The shares were Coburg, a tea and coffee merchant; Ronson, a luxury goods group; and Upton & Southern, a department store chain which had ventured into recruitment.

Coburg was 2.37p at the time of my fun tip. The shares have since been as high as 10.37p and are now 7.37p. Ronson, then 1.125p is now 2.6p after 3.825p. Upton is 7.5p; against a 2p tip price it has at times been as high as 0.5p.

As far as I am aware, the internet or anything relating to e-commerce has played only a peripheral role in this remarkable display. But, like most e-companies, our trio is short on profits and dividends.

Rumours of an internet link have swirled around Coburg but the shares have retained much of their exuberance despite the company's denials of interest in the world-wide web. Even share sales by a major shareholder have clearly failed to completely dampen the euphoria.

And Ronson has produced two statements saying it knows of no reason for any stock market excitement. To pile on the impression that investors should be underwhelmed by it all, two major shareholders, owning 29 per cent of the capital, have taken advantage of the shares' strength and sold most of their holdings.

Despite the downplaying of any internet connection, there is little doubt much of the strength of our three tiddlers is yet another example of the lopsided stock market I discussed last week.

Shells, with or without substance, have never been more popular. Adventurous investors, encouraged by the soaraway performance of almost anything with an internet association, have hunted for possible candidates for the new economy.

At one time it seemed almost any busted flush was destined for a real or rumoured internet run. Blakes Clothing, in its original incarnation, failed to produce much comfort for its shareholders.

Then a whiff of the internet, arrival of stock market stars, a new name in tune with the high-tech revolution, and it's a whole new share game. Shearing Blakes of its dowdy old clothing and dressing it as trendy E-centric sent the shares surging to 55p. A far cry from the solitary 1p they once endured.

For every success there has been a succession of misses. Yet hope still springs eternal. That hope factor is a big influence among the shares on the undercard. And it is far easier now to ramp a share.

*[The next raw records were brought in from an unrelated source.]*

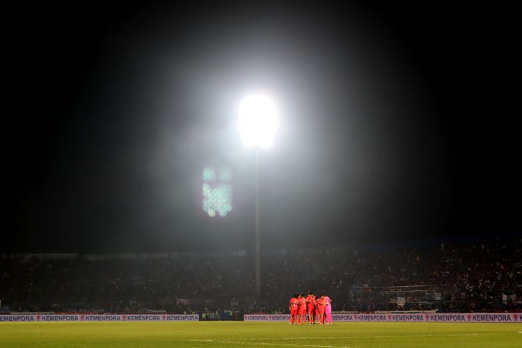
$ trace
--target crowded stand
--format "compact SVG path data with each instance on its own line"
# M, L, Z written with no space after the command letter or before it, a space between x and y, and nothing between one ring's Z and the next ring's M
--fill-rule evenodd
M238 319L290 314L295 293L332 310L522 310L522 239L425 246L350 244L253 253L2 254L3 313L166 312Z

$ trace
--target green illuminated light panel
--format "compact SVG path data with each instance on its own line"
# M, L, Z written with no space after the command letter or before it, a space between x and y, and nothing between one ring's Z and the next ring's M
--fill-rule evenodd
M203 168L203 211L209 216L226 216L232 211L231 180L232 171L228 168Z

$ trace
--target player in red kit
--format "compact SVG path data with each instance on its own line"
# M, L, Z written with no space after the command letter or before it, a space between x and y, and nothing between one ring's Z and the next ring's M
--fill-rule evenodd
M299 296L301 295L294 294L294 297L290 299L290 305L288 308L290 310L290 324L294 325L297 322L297 316L299 315L299 304L298 301Z
M306 323L306 299L304 297L304 294L301 294L299 298L297 299L299 303L299 325Z
M312 292L308 292L308 296L306 297L306 306L308 307L308 324L314 324L314 311L315 296L314 293Z
M324 299L322 296L317 299L317 308L319 309L319 324L322 325L324 324L324 307L326 306L324 303Z

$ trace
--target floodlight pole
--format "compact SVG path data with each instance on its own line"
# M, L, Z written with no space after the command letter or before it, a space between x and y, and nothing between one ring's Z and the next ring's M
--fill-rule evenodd
M260 235L261 221L259 214L259 148L255 148L255 299L259 303L261 297L261 251Z

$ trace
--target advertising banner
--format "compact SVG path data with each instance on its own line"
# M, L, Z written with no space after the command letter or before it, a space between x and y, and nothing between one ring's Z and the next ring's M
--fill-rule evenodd
M333 322L522 323L522 313L332 314ZM290 322L290 314L246 314L246 322Z
M197 314L10 314L1 322L198 322Z

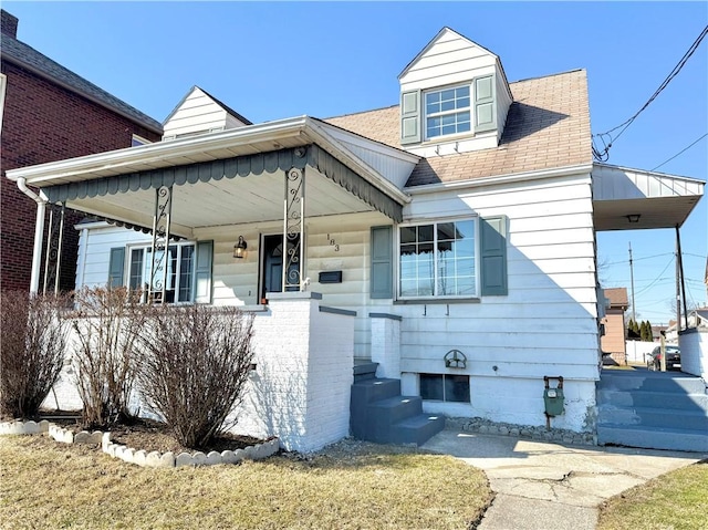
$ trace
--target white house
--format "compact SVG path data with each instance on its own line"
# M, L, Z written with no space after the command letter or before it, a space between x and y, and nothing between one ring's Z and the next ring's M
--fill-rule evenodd
M593 163L584 70L509 83L444 28L398 79L399 105L262 124L195 87L160 143L8 176L40 189L38 218L97 219L76 287L256 312L250 434L345 436L366 361L428 416L522 425L545 424L544 376L562 376L553 426L592 432L595 232L680 226L704 183Z

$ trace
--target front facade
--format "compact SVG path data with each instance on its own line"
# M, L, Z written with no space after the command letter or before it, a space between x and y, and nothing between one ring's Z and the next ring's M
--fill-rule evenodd
M2 291L25 291L30 287L37 211L32 190L21 191L4 178L6 172L131 147L136 137L156 142L162 136L159 123L19 41L17 29L18 19L2 10ZM82 214L66 212L65 225L71 227L82 217ZM52 274L58 277L58 287L64 291L74 288L77 242L76 232L66 230L62 267L59 274ZM42 279L42 287L43 283ZM54 290L54 283L49 282L50 291Z
M186 97L158 144L10 177L96 219L79 227L77 287L240 305L264 334L278 315L292 331L288 304L306 305L309 331L291 349L339 353L303 353L315 422L302 429L317 435L301 446L346 434L341 418L319 432L327 414L311 405L337 396L346 416L351 364L369 360L426 413L520 425L545 424L544 376L562 376L553 426L592 432L604 316L595 231L629 228L626 216L650 206L627 205L613 183L680 183L679 216L702 183L594 165L584 71L509 83L499 58L445 28L399 81L400 105L388 108L216 127L205 117L168 138ZM269 361L287 345L273 341L259 342L266 372L252 395L278 380ZM241 425L259 423L257 402ZM274 424L293 422L306 425Z

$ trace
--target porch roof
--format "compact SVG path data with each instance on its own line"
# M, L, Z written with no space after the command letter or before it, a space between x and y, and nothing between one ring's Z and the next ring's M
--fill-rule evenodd
M308 167L308 217L374 211L399 221L409 197L309 116L282 119L8 172L51 202L152 227L155 189L176 185L173 232L282 220L284 172ZM387 146L404 170L417 157ZM406 168L409 169L406 169ZM252 178L237 178L252 177Z
M598 231L680 227L702 197L706 184L608 164L593 164L592 175Z

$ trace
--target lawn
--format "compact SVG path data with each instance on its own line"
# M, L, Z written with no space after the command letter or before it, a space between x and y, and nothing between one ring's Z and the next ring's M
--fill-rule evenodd
M662 475L601 507L598 530L708 528L708 460Z
M467 529L492 499L451 457L345 441L312 457L149 469L45 436L0 437L9 529Z

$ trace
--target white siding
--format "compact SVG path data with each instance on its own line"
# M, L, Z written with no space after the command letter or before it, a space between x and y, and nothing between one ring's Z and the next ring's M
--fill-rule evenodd
M374 168L379 175L397 186L398 189L404 188L410 173L418 163L417 156L400 153L383 145L373 146L371 142L361 142L357 136L336 127L326 128L329 134L341 142L360 160Z
M152 236L126 228L118 228L112 225L92 225L92 227L94 228L79 226L81 235L79 237L76 289L101 287L108 282L112 248L153 241Z
M173 112L164 126L165 139L180 135L243 126L208 94L195 87Z

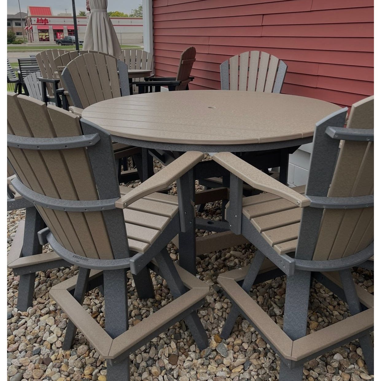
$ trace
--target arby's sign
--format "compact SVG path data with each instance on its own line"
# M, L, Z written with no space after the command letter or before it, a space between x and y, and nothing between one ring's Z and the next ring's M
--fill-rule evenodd
M47 18L43 18L42 17L38 17L36 22L37 24L42 24L43 25L46 25L46 24L49 24L49 20L48 20Z

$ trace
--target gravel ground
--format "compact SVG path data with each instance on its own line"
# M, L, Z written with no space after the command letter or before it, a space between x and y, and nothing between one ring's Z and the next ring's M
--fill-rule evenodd
M176 193L175 187L171 193ZM207 204L202 215L221 219L221 202ZM24 216L22 210L8 213L8 250L19 222ZM199 235L208 234L202 231L197 232ZM171 243L167 248L172 259L177 260L176 247ZM227 340L222 340L219 336L231 304L217 284L217 277L220 273L249 264L255 250L250 245L243 245L197 258L198 276L210 287L205 303L199 311L210 339L210 347L200 352L184 322L180 322L130 355L131 380L278 380L279 357L247 320L239 317ZM356 283L373 292L373 273L360 268L356 272L353 276ZM106 381L104 360L80 332L77 332L71 351L62 349L67 318L49 298L48 291L52 286L78 272L78 268L72 266L38 273L33 306L22 312L16 307L19 277L8 270L7 380ZM165 280L153 273L151 277L155 298L140 300L135 293L132 277L128 274L131 325L138 324L172 299ZM280 327L285 278L257 284L252 290L253 298ZM350 315L346 303L317 282L312 284L310 303L307 333ZM86 294L83 307L101 326L104 325L104 299L98 289ZM356 341L305 364L303 379L361 381L373 378L368 374Z

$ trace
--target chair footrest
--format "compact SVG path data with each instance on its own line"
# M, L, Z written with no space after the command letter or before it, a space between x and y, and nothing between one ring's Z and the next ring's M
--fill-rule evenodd
M20 221L8 254L7 261L8 267L10 269L17 269L62 259L53 252L35 254L27 257L22 256L21 250L22 249L25 225L25 221Z
M245 277L249 267L247 266L239 271L227 272L220 275L217 281L245 318L288 362L303 363L330 348L334 349L360 336L373 327L372 304L365 311L293 341L237 283Z

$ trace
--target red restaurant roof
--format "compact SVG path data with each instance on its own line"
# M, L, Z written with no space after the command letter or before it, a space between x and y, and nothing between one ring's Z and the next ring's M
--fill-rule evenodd
M28 6L29 16L51 16L51 10L50 6Z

What should investors do about our three companies? It is never wrong to take profits. Anyone who followed my penny dreadful advice should think seriously about locking in some, if not all, their gains. I would not dissuade any brave souls, providing they regard their investments as fun money and can afford to suffer a setback, from hanging on.

On the trading front, not much appears to have happened at Coburg since I mentioned the shares in November. Commodities expert Konrad Legge is still trying to pull the company round and should produce a progress report soon. Ronson, under the direction of veteran US businessman Victor Kiam, should be on the recovery trail.

Again, trading news should not be far away. If Upton manages to sell its department store side, it will become a pure recruitment operation. That activity seems to hold much more promise than retailing in the hard-pressed North-east. Upton acquired Garner International, a fledgling recruitment company, two years ago. It has made strong progress. No doubt a change of name to Garner International will help the shares.